For Mia we had to develop concrete and programmatic support and advice about how to find the right partner for her. I held her hand through the process of facing her fears and doing the work she needed to be able to start actively dating again. We even finally helped her set up a profile on a dating app.
It was through that dating app that Mia would meet her future partner who was thrilled to be with such a wonderful woman. On their first date they went on a hike in the Swiss Alps. She called me worried about the date, immediately embarrassed thinking about how he would be behind her and they would be walking uphill. She was convinced that he probably would be thinking that her butt was huge! Clearly she still had some insecurities to deal with. :)
He suggested a hike because they both loved nature and suggested that at the end they could go to thermal baths. At first she enthusiastically said ‘yes’ but then felt uncomfortable thinking about being in a bathing suit on the first date.
In our coaching session I helped her overcome her insecurities about the hike. I also helped her come up with a way to communicate that she wasn’t comfortable going to the thermal baths on a first date. She politely shared with him that she wouldn’t go to the baths but was otherwise excited for the date.
The date went wonderfully and they are now a happy couple and have been together for six years.
Mia wrote to let me know that they just bought a beautiful new apartment together. I have their postcard in my kitchen. Funny enough the picture shows Mia sitting on a beautiful leather sofa but this time Mia is beaming into the camera with her husband’s arms wrapped snugly around her, their two little girls playing at their feet. She told me that she wished she had just put finding love first years before and she could have enjoyed this life a lot sooner.

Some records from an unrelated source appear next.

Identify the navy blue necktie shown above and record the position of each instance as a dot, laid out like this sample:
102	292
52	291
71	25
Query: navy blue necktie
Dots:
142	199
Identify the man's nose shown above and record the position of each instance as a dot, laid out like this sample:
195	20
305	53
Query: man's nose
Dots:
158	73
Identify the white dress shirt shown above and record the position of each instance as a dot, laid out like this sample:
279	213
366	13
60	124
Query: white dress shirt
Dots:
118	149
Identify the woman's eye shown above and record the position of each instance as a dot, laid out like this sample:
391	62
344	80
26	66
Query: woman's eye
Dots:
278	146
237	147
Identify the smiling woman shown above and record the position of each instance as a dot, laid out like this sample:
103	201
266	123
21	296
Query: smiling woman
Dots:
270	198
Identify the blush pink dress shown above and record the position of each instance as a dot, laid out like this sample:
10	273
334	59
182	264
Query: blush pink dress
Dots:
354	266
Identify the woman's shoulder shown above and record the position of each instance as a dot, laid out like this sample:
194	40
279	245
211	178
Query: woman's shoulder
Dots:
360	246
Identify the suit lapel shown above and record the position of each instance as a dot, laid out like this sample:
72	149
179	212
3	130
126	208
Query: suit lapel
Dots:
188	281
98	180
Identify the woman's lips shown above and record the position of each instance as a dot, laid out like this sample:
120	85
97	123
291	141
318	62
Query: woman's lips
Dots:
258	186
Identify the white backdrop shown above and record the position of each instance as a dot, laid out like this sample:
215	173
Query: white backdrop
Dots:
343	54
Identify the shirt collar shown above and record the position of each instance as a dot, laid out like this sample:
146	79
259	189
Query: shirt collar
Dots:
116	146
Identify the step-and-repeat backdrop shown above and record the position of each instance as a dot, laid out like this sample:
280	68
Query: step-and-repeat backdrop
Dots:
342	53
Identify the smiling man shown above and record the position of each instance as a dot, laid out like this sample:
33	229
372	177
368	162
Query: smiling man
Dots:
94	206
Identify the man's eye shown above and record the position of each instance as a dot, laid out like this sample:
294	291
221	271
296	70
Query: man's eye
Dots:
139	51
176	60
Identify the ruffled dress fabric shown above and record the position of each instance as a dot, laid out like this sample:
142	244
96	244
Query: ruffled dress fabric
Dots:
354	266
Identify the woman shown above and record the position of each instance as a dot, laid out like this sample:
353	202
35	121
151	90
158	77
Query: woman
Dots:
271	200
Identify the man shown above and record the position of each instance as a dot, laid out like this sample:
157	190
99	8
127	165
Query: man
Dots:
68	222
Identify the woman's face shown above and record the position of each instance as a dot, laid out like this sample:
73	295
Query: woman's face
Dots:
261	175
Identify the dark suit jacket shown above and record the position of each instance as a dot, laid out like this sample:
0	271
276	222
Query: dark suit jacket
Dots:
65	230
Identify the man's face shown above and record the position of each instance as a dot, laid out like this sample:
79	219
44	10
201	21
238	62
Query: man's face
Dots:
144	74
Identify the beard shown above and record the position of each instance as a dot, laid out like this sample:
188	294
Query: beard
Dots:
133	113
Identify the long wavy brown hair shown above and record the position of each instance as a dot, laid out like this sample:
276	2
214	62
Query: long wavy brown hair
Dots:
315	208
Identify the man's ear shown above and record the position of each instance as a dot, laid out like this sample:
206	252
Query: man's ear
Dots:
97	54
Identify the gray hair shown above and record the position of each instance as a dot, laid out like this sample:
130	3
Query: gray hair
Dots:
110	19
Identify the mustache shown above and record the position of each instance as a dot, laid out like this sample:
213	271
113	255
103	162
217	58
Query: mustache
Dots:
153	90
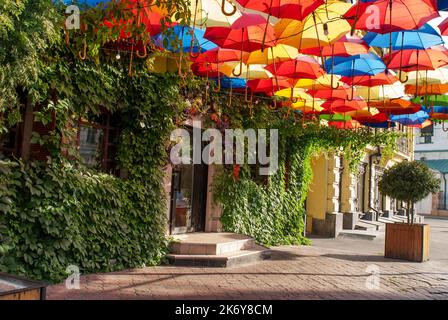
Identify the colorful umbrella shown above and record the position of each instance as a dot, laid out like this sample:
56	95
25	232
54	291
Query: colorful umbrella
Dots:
322	28
285	9
385	16
344	47
302	67
417	118
359	65
415	60
423	38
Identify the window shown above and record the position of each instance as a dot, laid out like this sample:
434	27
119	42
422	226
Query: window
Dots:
9	143
97	143
426	134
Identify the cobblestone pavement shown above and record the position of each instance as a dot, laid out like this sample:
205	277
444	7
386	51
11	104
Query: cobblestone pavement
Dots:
292	273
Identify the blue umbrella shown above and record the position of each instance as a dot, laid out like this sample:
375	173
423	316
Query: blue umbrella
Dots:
411	119
232	83
179	38
385	124
423	38
358	65
442	4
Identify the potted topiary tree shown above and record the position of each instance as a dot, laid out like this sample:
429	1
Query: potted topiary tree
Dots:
409	182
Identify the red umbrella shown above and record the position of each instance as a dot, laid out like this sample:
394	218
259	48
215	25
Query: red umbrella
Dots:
219	55
285	9
344	105
415	60
339	93
371	81
300	68
394	15
269	86
444	27
245	34
344	47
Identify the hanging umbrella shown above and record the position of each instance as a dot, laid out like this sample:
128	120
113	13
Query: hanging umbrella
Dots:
303	67
231	83
218	55
184	39
395	106
438	76
285	9
344	47
423	38
268	86
213	13
345	125
274	54
414	119
245	34
379	125
433	100
429	89
415	60
394	15
329	93
444	27
359	65
344	105
322	27
371	81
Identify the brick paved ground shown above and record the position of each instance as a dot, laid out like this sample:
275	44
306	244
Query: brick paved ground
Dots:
292	273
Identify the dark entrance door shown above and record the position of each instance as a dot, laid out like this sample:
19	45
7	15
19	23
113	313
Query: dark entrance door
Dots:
189	196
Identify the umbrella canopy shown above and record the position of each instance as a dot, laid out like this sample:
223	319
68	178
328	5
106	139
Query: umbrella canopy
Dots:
430	89
322	28
302	67
417	118
245	34
344	105
393	15
432	100
208	13
184	39
287	9
359	65
274	54
414	60
344	47
423	38
371	81
268	86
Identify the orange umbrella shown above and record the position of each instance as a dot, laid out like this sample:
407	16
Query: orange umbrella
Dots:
430	89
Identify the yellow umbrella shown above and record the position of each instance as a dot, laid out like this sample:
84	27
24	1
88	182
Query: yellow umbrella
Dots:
322	28
302	100
366	112
208	13
253	71
323	82
278	53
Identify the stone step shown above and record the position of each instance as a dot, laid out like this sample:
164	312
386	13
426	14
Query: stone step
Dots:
364	225
230	259
377	225
359	234
210	244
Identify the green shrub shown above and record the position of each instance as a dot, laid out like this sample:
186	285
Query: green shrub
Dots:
54	215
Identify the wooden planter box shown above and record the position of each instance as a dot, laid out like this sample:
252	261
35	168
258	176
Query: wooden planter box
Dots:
407	242
17	288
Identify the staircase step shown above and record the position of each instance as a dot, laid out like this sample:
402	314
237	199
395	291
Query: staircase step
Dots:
210	244
230	259
359	234
363	225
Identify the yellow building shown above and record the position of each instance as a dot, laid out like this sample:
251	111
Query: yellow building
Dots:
338	198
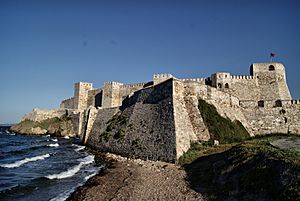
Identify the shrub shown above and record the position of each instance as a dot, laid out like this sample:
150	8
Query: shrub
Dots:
220	128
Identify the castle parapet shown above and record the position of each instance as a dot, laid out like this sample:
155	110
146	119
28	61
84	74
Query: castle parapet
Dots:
202	80
139	85
295	102
158	78
245	77
108	84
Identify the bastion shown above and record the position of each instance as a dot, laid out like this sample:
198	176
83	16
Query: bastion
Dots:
159	119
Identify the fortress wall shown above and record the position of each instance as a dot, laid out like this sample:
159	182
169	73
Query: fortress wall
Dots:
271	81
125	90
81	94
91	96
111	94
150	129
267	120
200	80
226	105
158	78
67	104
184	129
243	88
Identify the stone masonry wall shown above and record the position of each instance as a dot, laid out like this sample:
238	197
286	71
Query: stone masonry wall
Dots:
148	121
272	118
67	104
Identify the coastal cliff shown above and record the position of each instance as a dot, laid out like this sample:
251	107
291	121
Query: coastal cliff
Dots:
49	122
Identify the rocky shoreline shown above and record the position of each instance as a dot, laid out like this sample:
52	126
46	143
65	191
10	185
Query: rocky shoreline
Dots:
135	179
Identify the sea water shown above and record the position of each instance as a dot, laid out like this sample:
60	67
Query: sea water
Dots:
42	167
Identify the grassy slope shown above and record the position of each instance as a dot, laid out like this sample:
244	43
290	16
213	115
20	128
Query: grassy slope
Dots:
220	128
53	125
240	168
251	170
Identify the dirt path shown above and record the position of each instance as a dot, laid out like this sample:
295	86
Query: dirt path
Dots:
137	180
287	143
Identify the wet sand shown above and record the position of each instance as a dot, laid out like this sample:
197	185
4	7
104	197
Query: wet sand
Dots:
135	180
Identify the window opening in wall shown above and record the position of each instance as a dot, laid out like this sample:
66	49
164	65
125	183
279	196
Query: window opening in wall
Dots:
282	111
261	103
98	99
278	103
271	68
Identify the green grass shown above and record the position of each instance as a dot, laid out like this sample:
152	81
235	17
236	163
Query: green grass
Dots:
46	123
220	128
52	125
249	170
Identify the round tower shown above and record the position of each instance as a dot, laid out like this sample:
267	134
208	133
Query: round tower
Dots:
271	80
221	80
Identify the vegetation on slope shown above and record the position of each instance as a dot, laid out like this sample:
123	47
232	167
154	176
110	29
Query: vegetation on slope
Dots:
220	128
116	127
251	170
54	126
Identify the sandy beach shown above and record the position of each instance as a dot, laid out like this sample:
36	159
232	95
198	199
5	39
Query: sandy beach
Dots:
128	179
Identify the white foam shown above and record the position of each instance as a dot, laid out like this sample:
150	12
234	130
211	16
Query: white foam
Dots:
53	145
89	176
26	160
72	171
78	147
63	196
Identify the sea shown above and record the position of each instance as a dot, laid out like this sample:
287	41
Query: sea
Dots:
42	167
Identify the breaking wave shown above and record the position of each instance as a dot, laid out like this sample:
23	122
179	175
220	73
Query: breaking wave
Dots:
72	171
53	145
26	160
78	147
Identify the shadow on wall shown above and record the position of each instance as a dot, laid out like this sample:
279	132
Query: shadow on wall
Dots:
98	99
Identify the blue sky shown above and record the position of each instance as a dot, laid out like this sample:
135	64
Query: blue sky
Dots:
47	46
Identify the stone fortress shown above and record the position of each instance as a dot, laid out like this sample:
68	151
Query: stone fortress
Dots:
159	119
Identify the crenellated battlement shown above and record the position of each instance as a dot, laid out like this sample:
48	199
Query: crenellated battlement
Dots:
242	77
295	102
107	84
133	85
162	76
202	80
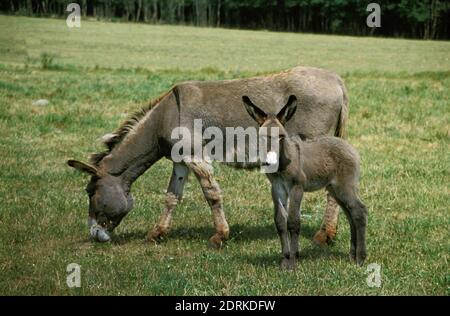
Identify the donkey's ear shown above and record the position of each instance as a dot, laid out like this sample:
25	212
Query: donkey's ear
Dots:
83	167
288	111
256	113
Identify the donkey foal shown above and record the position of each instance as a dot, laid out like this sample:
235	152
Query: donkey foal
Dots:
306	166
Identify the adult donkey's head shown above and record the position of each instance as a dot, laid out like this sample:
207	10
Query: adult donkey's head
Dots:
109	200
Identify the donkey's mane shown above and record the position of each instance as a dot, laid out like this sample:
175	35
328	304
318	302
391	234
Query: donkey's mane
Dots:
115	138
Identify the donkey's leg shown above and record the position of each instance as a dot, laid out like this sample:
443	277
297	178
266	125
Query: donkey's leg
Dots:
359	213
328	229
174	194
211	190
293	223
280	201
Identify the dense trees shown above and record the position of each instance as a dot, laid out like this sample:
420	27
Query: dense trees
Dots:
429	19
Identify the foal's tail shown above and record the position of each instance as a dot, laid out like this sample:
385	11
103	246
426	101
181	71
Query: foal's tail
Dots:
341	128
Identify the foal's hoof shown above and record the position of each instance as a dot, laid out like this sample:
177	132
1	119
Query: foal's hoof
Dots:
358	259
324	238
288	264
217	241
156	235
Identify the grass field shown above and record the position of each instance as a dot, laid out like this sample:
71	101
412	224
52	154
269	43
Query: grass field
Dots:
94	76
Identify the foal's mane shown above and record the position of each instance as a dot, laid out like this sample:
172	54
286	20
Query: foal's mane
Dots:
115	138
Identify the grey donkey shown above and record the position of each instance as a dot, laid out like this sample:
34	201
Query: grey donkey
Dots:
146	138
306	166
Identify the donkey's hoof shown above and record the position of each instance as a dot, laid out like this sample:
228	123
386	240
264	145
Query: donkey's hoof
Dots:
323	238
217	241
360	259
156	235
288	264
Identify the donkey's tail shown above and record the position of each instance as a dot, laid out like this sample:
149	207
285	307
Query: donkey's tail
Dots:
341	128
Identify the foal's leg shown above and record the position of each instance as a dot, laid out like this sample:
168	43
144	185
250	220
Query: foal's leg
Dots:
356	213
280	201
211	190
173	196
328	229
293	223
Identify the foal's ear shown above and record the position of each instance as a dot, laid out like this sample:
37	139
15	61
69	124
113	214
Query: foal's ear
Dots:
256	113
83	167
288	111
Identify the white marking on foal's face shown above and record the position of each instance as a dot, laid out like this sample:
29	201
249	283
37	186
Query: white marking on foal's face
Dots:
272	158
97	232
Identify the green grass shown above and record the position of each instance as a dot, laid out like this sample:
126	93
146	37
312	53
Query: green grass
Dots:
94	76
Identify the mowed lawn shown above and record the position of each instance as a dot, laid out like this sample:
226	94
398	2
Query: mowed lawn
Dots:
95	76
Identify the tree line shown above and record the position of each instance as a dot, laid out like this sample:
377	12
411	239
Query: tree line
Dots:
427	19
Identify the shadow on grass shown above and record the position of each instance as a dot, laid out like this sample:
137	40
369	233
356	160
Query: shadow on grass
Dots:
238	233
308	254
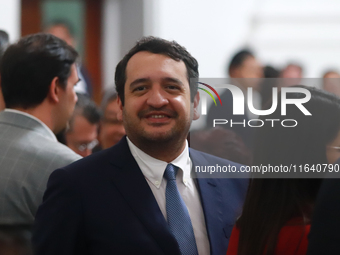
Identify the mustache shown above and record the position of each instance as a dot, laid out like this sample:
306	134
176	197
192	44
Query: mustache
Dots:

Mia was one of the first clients I coached after I realized the importance of the coaching aspect of finding love. Before then I just set clients up on dates because that is what singles told me they were looking for. Once I realized that this had a low success rate I went back to school to study the intricacies of dating and relationships and the psychology behind them. I am now an award winning dating expert and science-based dating and relationship coach and I’ve seen the impact that my method of BEING, FINDING and CHOOSING the right partner has on finding long lasting partnership. Thanks to this I get to hear beautiful stories like Mia’s from my clients.
Look around at your life and what it is made up of. Whatever you see is what you have made a priority. Stop putting off making your personal life a priority so that you can start to enjoy the life you’ve created with someone else NOW. Don’t wait and wish you could have started your life with them years before.
Whatever your situation is, NOW is the time to start.